Sunday Afternoon
It is Sunday afternoon and church is over, dinner is served and cleaned up after, a couple of batches of popcorn have been made and eaten, a cake is cooling on the table waiting to be frosted for Michael’s birthday party. (His birthday was weeks ago, but we have set aside today to invite family over to celebrate.)
Michael is a special kid. He has turned five, but due to brain hemorages when he was born premature, hydrocephalus and cerebral palsy, he is at the level of a precocious three year old.

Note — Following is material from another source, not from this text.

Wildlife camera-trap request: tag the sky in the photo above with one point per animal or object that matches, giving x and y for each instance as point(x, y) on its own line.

The party won’t be anything special to him. For Michael, every day is a party, and every moment has something to be marvelled at. When opening presents, he enjoys the wrapping paper more than the presents themselves. He can’t eat the cake - he gets fed through a special tube in his stomach wall called a G-Tube. But he loves to sing Happy Birthday and blow out candles.
But that will come later, for now, in between the popcorn, and the birthday cake, we are blowing bubbles.
“Daddy Look!” he exclaims as he manuevers the bubble wand into the bottle and brings it out dripping with bubble solution. Then he blows and shiny translucent magical bubbles appear and go drifting down the lawn in the breeze. 4 kittens of various ages and sizes have come to investigate and are soon stalking and chasing and pouncing and rolling - only to be disappointed when the shiny thing they have caught immediately dissapears.
We blow bubbles for perhaps half an hour, joined by two older siblings, before all lose interest and stray away.
I hope that I can always find the magic in the moments - even the in-between moments like in between the end of dinner and popcorn and waiting for the cake. The bubble blowing was my idea. But even if we had done something else, the real treasure and reward was Michael’s lit up eyes and happy grin as he makes something magical happen.